In A Patriotic Man, an illegal blood transfusion donor (Martti Suosalo) becomes so drunk in lust with the Winter Olympic athlete he’s performance-enhancing (Pamela Tola) that his old loosely-held values get trampled underfoot. The last notable example of a film intertwining the absurdly posing statehood of the Games and the baseness of its players is last year’s Foxcatcher, and the idea of a film actively mining for farce rather than masking it in austere navel-gazing would make Man a more tempting proposition. Even divorced from that comparison, Man has neither the focus nor the energy that might make its circus of backdoor power grabs interesting.

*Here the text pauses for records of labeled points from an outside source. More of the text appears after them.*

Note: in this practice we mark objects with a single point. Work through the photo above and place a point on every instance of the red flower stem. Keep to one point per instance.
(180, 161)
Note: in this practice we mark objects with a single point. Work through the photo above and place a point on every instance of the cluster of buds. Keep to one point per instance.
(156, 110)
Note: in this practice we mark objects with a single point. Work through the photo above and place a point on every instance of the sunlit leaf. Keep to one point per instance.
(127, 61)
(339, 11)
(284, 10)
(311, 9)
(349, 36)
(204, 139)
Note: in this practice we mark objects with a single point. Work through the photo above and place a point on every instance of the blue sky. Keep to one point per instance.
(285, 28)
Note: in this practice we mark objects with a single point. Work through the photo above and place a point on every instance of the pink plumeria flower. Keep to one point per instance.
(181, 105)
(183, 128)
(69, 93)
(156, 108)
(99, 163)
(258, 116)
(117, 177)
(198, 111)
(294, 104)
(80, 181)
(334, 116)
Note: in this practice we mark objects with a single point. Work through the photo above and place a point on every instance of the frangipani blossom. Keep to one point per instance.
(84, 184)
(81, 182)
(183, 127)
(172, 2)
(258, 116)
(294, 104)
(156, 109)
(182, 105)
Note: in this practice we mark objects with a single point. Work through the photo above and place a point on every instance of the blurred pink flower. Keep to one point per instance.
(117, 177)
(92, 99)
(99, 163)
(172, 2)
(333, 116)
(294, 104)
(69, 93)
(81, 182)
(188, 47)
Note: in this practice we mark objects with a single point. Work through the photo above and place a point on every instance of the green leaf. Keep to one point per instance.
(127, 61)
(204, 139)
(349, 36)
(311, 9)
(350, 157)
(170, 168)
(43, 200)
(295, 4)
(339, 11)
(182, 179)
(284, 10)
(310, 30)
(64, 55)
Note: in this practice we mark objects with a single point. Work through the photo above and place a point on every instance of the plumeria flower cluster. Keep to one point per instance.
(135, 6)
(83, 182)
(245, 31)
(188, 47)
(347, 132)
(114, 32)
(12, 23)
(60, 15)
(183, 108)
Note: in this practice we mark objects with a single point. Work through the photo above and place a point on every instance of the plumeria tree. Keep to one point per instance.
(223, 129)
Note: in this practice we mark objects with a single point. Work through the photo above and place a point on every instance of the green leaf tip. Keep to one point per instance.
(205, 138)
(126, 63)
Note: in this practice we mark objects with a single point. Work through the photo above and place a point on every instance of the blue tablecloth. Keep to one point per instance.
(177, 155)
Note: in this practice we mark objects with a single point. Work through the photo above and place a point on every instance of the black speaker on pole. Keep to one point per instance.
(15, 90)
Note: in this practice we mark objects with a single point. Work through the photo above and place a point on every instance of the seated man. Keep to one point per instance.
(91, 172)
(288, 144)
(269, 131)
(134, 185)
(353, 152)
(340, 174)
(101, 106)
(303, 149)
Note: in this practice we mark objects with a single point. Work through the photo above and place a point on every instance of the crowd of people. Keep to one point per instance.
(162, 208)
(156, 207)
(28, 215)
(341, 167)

It’s hard to blame writer-director Arto Halonen for attacking such a novel premise, but in his excitement to cut to the chase he turns the opening act around too quickly to allow for meaningful purchase on his main character. Toivo (Suosalo) is an unemployed schlub who spends time watching national tournaments unfold through a cathode-ray TV, which is a detail of a 1980s period setting kept conspicuously vague, probably to minimise the copyrighted Games branding. A routine doctor’s visit lands him under the gaze of the Finnish ski team’s medical insider (Kari Ketonen), who spies rare qualities in his vital fluid and coerces him into becoming a human reserve for his home country, which is badly lagging on the world stage. Besides sections that see Toivo flirting and falling in love with star athlete Aino (Tola) at the expense of his bitter midwife partner (Prijo Lonka), the rest of the film is a revolving door of weird and not wonderful characters telling Toivo what is happening in their scheme to place Finland with the rest of the international pack. The constant through all the mild chaos is Toivo’s sluggish indifference, vaguely charming at first with Suosalo’s mannerisms and quickly maddening when the plot takes on its own heedlessness.
The film is paced slovenly, even at 90 minutes, and that’s no fault of the performances since Suosalo, Tola and Lonka mine as much credibility out of their beleaguered lead characters as they can. It is more down to Halonen’s flat aesthetic choices; many scenes are bathed in white mist from outdoors, possibly to make the discussions feel like skulkings backstage of the main event, but this becomes a tedious blanket approach applied even to scenes that don’t really call for a feeling of surreptitiousness. The few times he breaks this is to set the camera on a dolly and roll past a kind of pale in Toivo’s world (e.g. a slow approach to criminal benefactors in a nightclub, a fly-through of an Olympic ring at the Opening Ceremony) though the insipid, overly complicated story gives us no meaningful contrast between the two worlds Toivo soon has feet, and bags of vital fluids, in. Making matters worse is an editing scheme that wanders through satirical masculinity-complex territory that Force Majeure scorched last year, with flat conversations, awkward cut-offs and a sex scene neon-lit in its abjection. The comparison is unshakeable with the wintry setting, and while Halonen’s effort pre-dates Majeure by a year, he and DOP Hannu-Pekka Vitikainen’s choices fall flat regardless.
The weak attempts at humour, capped with a surprisingly endearing deployment of Boney M’s “Rivers of Babylon”, wouldn’t flail so much if not for the ongoing determination to land a satirical blow. “It’s an ugly game,” says one of Toivo’s unpleasant teammates. “We count the bodies later.” A Patriotic Man’s biggest failing is that it hasn’t got the steely, murderous energy that a line like that intones, even when an uber-patriot (Janne Reinikainen) asks Toivo if he truly is the film’s namesake. Dialogue gestures towards the savagery of what they are doing in Finland’s name, while the score’s melodramatic piano stings suggest a pale imitation of camp that might trivialise it, and the film runs out the clock veering listlessly between such modes. Among the staid exchanges that Halonen keenly reminds us in a pre-title card as being both fictional and inspired by real events. He seems to invite that age-old discussion about the balance between historical credibility and artistic license, but the end result isn’t nearly imperative enough to earn that.